The way I am thinking of to approach it is to make a meta programming language that takes individual simple programs and has ways of telling the computer which things can be done in parallel and what parts of the meta program depend on the other parts. Here's a diagram:
This meta program consists of 5 smaller programs that are ordered in columns from left to right. Every column further to the right depends on results from one or more programs from a column to its left. Each of these programs has a list of things that it needs to do and the metaprogram handles communication between them. The parralization comes in for instance in function f at the top left. Because it's to do list is an unordered list, the metaprogram will know that all of the things on its to do list can happen at the same time, so it will run in this case 3 simultaneous copies of f doing each of the things on its list. And also anything else in the first column can also happen at the same because programs in that column don't have dependencies as there is nothing further to the left.
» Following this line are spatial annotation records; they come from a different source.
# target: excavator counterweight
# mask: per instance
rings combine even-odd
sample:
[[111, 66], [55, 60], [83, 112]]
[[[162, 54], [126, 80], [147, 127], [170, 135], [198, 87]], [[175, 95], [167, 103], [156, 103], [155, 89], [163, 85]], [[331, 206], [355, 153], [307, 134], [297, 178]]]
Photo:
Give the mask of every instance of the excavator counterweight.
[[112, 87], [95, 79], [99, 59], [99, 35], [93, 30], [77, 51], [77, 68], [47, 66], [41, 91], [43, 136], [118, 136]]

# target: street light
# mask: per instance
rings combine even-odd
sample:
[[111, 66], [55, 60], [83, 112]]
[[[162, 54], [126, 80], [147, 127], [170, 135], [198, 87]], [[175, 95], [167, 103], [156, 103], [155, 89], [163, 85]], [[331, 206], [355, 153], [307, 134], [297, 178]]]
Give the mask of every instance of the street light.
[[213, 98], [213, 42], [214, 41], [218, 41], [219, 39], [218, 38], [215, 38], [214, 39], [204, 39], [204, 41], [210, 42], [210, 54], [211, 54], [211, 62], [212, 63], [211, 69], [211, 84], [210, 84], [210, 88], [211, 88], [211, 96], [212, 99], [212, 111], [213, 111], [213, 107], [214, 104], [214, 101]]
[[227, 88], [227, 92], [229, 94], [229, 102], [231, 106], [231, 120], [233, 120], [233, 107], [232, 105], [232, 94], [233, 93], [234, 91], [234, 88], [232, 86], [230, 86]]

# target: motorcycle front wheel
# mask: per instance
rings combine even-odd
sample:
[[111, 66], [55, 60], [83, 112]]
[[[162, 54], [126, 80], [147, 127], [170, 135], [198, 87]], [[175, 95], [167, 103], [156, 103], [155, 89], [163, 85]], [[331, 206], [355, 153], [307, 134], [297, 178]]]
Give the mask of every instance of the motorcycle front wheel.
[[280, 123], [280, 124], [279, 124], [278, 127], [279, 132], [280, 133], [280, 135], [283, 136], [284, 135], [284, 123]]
But h in the bottom left unlike f has an ordered list so those things have to happen sequentially.
G is an indexed function which consists of multiple copies of the same program waiting on different inputs from the multiple copies of f that run. And j is an example of a program that depends on everything to the left of it and is supposed to sequentially reply back to h to get the next input. The metaprogram would keep track of when j's inputs have all been satisfied and it can be run. This would happen when every copy of g finishes and it's received an input from h.
The metaprogram could potentially run many times faster than a regular program run sequentially step by step depending on how many processors the system has.
So now the thing would be to find a good syntax for the meta programming language and write an implementation. I think this is the gist of a good way to approach the problem though.